Il sovrano controllavo ogni angolo del suo impero attraverso una rete continua di informazioni. A Larsa sono state ritrovate centocinquanta tavolette con indicazioni per i suoi funzionari. Le disposizioni ai suoi rappresentanti non si limitavano alle leggi, ma spaziavano in tutte le branche dell'organizzazione statale. Sono state ritrovate anche norme sulla corretta tosatura degli ovini.
In ogni città vi erano assemblee popolari e più ristrette assemblee degli anziani, ma quando non si giungeva ad una decisione unanime venivano inviati messaggeri al re, il quale su ogni cosa esprimeva il suo definitivo parere.
Hammurabi, nonostante la ferocia con cui attaccava le città nemiche, spesso deviando il corsi dei fiumi per allagarle, è comunque restato alla storia come un grande sovrano, soprattutto per le opere di ingegneria idraulica realizzate; costruì canali di irrigazione e per la navigazione, deviò il corso dell'Eufrate, creò uno stato in cui i cittadini liberi, anche se appartenenti a città prese con la forza, si sentivano sicuri e ben governati.

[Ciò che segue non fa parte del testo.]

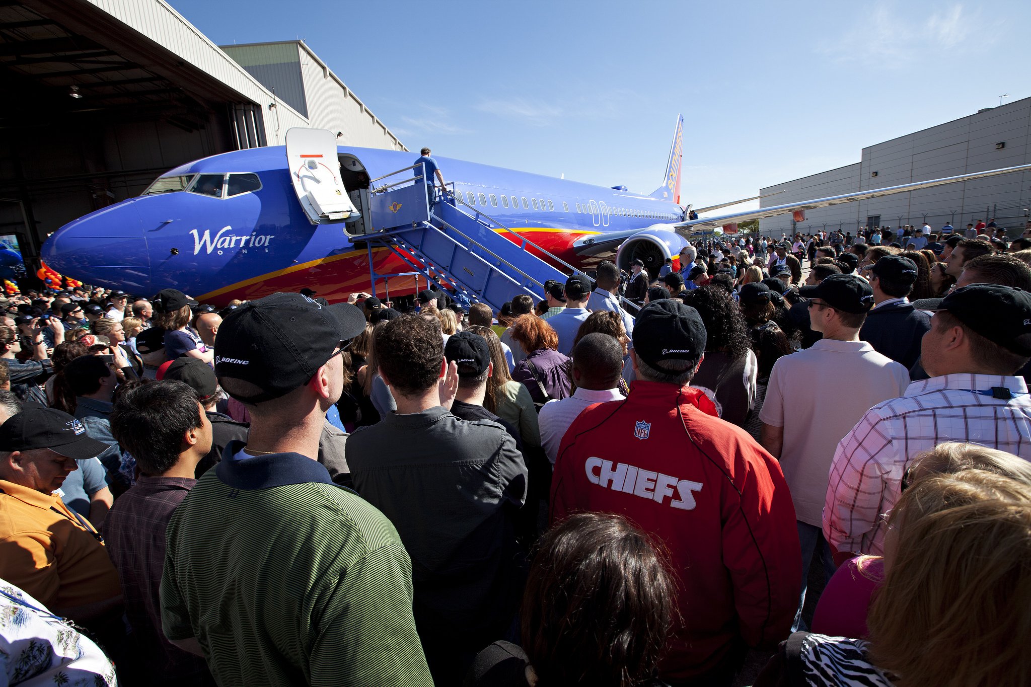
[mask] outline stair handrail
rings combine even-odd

Quando morì, nel 1750 a.C., lasciò un esempio di stato centralizzato ben amministrato, ma i suoi successori non furono del suo livello, o comunque la stessa estrema centralizzazione ne costitutiva un limite. L'impero babilonese sopravvisse centocinquanta anni, sempre più in preda a spinte centrifughe che spesso sfociavano in autentiche rivolte. Nel 1594 a.C. gli ittiti invasero la Mesopotamia e distrussero Babilonia.
La legge del Taglione si trova anche in altri testi antichi. Nel Vecchio Testamento, nel capitolo 21 dell'Esodo, si trova scritto: "Se ci sarà danno grave, darai vita per vita, occhio per occhio, dente per dente, mano per mano, piede per piede, bruciatura per bruciatura, ferimento per ferimento".
Nel 450 a.C., quando la plebe romana pretese leggi scritte per sfuggire alle angherie dei patrizi, fu scritta la legge delle Dodici Tavole. Al paragrafo 11 della settima tavola è scritto: "Se qualcuno ferirà un altro, che soffra la pena del taglione, salvo che si trovi un accordo". Con la caduta dell'Impero i barbari tornarono al taglione. Bisognerà aspettare l'Editto di Rotari perché l'usanza venga sostituita da un risarcimento danni.
La legge del taglione esiste ancora oggi in alcuni Paesi del Medio Oriente in cui è letteralmente previsto l'occhio per occhio, dente per dente. In alcuni paesi arabi viene tagliata al ladro la mano che ha "rubato".